Ground ivy garden |
My theory was that the repetition would burn the correct spelling into my brain. The reality was that after 10 or so tries at a word, my brain would shut off and I would be running on muscle memory. The longer I spent spelling each word over and over, the less I was able to recognize the accuracy, or inaccuracy, of my spelling.
The word, initially a challenge to pen, was worked past the place of consistency and accuracy until I came full-circle back to a new unfamiliarity with the same term.
A few weeks ago I took a good look at my backyard vegetable garden. The majority of green-age that I saw basking in the afternoon sun was nothing I had planted. It was an infiltrator; a weed known as ground ivy. The heart-shaped leaves ringed with a serrated edge looked like miniature water lilies stretching their arms over the naked ground rather than the surface of a pond. No blooms were visible, just a web of green taking advantage of the soil I disturbed for the sake of my garden.
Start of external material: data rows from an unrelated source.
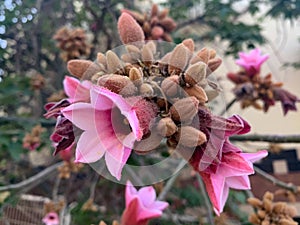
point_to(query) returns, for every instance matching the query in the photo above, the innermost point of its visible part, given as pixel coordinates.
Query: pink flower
(77, 91)
(51, 219)
(232, 172)
(251, 61)
(141, 205)
(110, 127)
I got down on my hands and knees to strip away this invader and take back my garden. It was not a quick task. The ground ivy was everywhere. It curled around the corn. It crept between the potatoes. It buried the beans.
I lost track of time in my garden. While I worked, the sky changed from sunny to cloudy to raining and back again. The dirt around the roots of the ground ivy loosened with the rain. But the longer I worked, the more mistakes I made. I switched off my brain and went with muscle memory. See green, grasp and pull without mercy.
I was practicing for my spelling tests all over again. The familiarity was gone and all the plants looked the same. Ground ivy is string beans is oregano.
Eventually I worked through my brainless confusion, pulled up hundreds of handfuls of ground ivy and stood back to see my garden clearly once more.